Skeptical of the importance of personal anecdotes in speeches? Some Romney advisers disagree. A recent story in the Washington Post chronicles a debate among the candidate’s inner circle.
On one side are those who believe “[Romney's] personal anecdotes got in the way of his economic message — that tales of altruism would appear frivolous amid an anemic economic recovery.” Here’s how chief strategist Stuart Stevens put it, “People care about what you’re going to do for them…Will you be a strong leader? Will you be someone who is going to help me get a job?”
On the other side are advisers who understand that voters want leaders they can relate to, as John F. Kerry and Al Gore learned the hard way. In fact, the Post notes, “in every election since 1992, the more dynamic and down-to-earth candidate has won.”

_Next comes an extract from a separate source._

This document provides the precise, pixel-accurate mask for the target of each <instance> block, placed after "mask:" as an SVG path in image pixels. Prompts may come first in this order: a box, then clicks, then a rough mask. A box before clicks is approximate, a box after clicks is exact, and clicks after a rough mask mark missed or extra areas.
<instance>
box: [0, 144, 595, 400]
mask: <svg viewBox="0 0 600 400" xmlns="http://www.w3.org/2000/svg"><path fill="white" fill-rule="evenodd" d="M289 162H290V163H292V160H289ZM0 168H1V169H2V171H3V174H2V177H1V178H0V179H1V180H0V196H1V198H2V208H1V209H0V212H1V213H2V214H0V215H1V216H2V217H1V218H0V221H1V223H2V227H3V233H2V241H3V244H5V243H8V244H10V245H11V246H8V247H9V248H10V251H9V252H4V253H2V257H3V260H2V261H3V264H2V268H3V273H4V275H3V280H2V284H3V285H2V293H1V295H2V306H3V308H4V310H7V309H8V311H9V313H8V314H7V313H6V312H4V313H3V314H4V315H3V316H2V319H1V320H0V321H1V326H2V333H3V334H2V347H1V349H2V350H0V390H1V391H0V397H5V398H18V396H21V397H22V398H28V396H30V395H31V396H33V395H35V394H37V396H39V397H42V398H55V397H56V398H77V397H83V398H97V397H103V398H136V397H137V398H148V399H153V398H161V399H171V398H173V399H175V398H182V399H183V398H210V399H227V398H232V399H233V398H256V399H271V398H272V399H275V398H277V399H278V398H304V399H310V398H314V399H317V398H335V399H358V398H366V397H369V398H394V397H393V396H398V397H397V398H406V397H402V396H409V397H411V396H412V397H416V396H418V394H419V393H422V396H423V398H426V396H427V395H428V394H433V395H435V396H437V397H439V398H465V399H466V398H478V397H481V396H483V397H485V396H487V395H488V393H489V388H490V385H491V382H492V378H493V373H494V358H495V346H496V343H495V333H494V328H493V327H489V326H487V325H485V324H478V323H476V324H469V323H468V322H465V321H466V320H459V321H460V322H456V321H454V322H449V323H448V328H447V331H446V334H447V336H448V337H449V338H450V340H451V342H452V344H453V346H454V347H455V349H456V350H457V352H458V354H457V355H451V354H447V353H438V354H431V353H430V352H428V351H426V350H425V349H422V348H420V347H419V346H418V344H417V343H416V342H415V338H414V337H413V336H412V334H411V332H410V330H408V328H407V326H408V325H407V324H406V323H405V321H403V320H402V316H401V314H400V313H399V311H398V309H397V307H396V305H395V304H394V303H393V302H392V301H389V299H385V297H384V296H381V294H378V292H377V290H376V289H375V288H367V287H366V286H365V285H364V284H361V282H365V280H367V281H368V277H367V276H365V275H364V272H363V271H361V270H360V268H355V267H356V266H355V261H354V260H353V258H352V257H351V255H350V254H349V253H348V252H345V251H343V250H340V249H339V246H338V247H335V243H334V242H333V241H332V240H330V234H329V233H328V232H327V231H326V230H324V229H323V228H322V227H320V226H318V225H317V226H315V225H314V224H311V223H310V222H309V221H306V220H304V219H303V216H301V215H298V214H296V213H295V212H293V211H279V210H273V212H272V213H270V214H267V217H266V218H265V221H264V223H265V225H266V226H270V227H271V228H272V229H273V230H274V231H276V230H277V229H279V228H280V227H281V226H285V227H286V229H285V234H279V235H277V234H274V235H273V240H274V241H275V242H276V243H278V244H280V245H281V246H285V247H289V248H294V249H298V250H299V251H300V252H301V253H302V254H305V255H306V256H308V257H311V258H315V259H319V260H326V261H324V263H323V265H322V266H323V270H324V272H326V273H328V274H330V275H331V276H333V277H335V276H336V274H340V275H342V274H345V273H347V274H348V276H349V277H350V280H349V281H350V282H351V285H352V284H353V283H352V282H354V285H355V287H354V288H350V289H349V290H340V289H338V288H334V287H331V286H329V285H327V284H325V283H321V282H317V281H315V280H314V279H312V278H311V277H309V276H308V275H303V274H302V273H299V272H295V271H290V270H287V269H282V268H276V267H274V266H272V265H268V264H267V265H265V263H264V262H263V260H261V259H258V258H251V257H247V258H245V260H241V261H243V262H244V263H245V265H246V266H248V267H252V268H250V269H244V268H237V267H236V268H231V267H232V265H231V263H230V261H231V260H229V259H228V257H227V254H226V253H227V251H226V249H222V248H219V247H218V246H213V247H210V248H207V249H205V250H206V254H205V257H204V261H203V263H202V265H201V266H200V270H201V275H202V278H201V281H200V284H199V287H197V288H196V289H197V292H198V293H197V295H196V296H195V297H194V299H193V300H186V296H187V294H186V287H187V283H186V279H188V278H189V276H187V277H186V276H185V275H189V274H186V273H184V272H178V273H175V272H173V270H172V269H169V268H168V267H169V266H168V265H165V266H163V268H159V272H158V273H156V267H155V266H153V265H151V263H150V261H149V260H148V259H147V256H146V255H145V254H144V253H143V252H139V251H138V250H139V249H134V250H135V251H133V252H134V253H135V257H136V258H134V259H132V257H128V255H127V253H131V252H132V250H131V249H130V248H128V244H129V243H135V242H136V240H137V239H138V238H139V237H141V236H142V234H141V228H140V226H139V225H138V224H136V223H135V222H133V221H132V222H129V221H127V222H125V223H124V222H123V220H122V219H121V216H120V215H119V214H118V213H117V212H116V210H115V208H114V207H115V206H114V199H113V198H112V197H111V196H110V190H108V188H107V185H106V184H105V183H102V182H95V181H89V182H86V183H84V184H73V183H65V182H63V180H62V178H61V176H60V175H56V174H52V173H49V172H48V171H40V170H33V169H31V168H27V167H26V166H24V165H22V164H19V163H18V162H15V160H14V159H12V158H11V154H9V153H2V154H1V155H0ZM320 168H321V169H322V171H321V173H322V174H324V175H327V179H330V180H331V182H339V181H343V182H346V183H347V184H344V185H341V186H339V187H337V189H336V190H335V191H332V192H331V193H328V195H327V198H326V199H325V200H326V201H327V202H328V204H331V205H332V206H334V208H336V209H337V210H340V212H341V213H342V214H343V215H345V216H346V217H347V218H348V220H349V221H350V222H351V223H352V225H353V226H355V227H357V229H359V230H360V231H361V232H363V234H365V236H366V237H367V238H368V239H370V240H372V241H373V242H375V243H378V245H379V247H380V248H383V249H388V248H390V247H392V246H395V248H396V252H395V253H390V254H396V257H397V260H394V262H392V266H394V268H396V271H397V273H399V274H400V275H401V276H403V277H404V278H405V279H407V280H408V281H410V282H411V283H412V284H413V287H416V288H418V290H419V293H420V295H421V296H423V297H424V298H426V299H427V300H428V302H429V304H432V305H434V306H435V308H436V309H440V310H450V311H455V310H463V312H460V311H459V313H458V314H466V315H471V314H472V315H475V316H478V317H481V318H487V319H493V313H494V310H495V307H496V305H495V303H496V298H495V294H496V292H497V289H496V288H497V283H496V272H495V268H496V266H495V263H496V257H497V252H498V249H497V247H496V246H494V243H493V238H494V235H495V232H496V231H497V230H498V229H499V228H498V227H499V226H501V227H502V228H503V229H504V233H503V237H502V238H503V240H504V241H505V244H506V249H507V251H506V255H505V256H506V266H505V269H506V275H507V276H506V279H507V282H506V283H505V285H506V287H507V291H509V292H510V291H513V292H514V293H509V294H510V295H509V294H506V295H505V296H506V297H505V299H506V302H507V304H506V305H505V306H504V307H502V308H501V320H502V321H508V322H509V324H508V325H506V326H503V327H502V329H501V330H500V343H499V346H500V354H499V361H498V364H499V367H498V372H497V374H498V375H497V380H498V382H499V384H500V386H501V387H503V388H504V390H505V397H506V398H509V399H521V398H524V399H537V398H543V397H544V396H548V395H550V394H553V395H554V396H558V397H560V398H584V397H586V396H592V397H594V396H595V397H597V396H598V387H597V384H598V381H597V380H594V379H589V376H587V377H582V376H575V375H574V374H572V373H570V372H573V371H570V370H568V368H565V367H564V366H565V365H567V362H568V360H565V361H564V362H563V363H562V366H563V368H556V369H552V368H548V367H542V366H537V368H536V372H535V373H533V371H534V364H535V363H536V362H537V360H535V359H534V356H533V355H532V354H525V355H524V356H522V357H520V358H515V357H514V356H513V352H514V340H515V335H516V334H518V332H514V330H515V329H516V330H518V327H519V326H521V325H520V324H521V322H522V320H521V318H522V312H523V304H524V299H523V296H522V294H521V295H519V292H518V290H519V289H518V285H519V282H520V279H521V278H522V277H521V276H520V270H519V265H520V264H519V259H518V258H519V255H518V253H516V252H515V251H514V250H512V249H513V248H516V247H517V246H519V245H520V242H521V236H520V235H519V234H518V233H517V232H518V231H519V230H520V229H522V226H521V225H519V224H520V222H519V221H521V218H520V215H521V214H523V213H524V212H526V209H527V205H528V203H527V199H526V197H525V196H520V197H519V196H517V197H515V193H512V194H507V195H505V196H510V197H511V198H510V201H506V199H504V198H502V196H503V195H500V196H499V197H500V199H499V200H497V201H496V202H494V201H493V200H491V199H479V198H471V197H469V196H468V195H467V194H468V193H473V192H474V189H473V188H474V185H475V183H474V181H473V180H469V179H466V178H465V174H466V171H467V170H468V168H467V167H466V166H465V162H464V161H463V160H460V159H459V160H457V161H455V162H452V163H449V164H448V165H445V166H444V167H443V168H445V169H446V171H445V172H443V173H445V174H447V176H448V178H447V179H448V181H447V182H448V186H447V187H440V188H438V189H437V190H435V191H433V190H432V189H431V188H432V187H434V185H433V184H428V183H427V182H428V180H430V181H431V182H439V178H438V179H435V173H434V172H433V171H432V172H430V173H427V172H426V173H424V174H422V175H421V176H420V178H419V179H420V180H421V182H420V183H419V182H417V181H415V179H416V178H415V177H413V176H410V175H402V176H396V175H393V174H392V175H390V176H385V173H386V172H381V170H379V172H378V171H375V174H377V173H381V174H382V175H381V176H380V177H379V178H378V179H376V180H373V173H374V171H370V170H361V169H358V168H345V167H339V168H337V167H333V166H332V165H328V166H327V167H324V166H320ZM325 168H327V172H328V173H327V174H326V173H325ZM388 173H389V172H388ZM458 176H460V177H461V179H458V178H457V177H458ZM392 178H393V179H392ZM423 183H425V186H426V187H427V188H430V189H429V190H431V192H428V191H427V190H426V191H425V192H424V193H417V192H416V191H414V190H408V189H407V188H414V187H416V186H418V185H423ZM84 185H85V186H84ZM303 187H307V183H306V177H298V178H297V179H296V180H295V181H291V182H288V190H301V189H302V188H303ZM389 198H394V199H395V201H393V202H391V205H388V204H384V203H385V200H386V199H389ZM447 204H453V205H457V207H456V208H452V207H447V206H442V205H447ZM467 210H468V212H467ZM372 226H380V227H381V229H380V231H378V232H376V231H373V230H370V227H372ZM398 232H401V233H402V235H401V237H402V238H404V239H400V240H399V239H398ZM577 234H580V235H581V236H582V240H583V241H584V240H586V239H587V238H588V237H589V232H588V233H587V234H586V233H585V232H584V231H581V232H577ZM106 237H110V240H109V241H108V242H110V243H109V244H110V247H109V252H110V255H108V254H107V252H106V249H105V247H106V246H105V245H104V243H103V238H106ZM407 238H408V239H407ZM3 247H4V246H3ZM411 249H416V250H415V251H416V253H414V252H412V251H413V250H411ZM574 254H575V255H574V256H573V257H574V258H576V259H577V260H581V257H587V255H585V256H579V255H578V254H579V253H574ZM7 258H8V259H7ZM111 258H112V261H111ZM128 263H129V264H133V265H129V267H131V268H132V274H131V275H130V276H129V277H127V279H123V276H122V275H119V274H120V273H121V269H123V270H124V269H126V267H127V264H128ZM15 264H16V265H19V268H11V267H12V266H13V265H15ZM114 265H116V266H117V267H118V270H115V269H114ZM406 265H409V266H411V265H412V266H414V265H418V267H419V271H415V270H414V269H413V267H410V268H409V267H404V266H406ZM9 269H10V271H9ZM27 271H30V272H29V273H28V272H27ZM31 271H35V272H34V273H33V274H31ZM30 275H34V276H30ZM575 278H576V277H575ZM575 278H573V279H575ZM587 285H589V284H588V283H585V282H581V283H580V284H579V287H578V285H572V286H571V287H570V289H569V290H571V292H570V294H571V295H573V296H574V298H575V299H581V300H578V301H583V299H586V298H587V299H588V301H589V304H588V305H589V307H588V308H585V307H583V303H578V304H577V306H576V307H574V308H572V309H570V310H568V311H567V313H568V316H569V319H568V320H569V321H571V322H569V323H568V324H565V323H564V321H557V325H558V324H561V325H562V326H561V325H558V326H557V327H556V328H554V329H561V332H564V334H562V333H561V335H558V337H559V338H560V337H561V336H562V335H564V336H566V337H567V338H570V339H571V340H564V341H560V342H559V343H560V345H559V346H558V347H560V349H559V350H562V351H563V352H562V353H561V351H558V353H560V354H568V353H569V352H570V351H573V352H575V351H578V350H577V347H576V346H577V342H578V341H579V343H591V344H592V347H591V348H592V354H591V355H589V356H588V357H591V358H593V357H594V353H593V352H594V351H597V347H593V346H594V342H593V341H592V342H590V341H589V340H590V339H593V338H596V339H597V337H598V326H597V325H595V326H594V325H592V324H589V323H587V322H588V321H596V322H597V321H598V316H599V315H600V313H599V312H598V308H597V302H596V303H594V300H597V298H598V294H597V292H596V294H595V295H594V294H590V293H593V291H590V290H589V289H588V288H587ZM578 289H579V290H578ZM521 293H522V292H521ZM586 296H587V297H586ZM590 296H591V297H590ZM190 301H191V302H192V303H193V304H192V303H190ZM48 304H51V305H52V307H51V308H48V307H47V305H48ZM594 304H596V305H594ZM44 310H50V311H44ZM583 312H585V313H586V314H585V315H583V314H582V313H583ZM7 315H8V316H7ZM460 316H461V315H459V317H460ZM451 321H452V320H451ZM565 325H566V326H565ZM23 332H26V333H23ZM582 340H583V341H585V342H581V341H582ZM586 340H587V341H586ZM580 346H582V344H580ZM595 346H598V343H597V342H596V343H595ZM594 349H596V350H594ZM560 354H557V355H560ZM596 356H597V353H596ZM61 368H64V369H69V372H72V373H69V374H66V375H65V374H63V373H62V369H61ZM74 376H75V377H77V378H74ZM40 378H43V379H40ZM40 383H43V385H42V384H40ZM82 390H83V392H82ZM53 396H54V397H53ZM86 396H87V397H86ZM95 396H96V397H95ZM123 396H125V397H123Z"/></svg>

Personal anecdotes help every leader –in business as well as politics –connect with an audience. And audiences crave those connections.
Republican strategist Alex Castellanos calls it “the law of the car keys. ”
“Before I give you my car keys to take me somewhere,” he says, “I want to know where you promise to take me…but I also want to know: Can I trust you to take me there?”
I would add, audiences also often want to know, “would I enjoy the ride.”
As I posted earlier, I believe Romney can be an engaging speaker. Sharing anecdotes would help him (and leaders in other fields) inspire.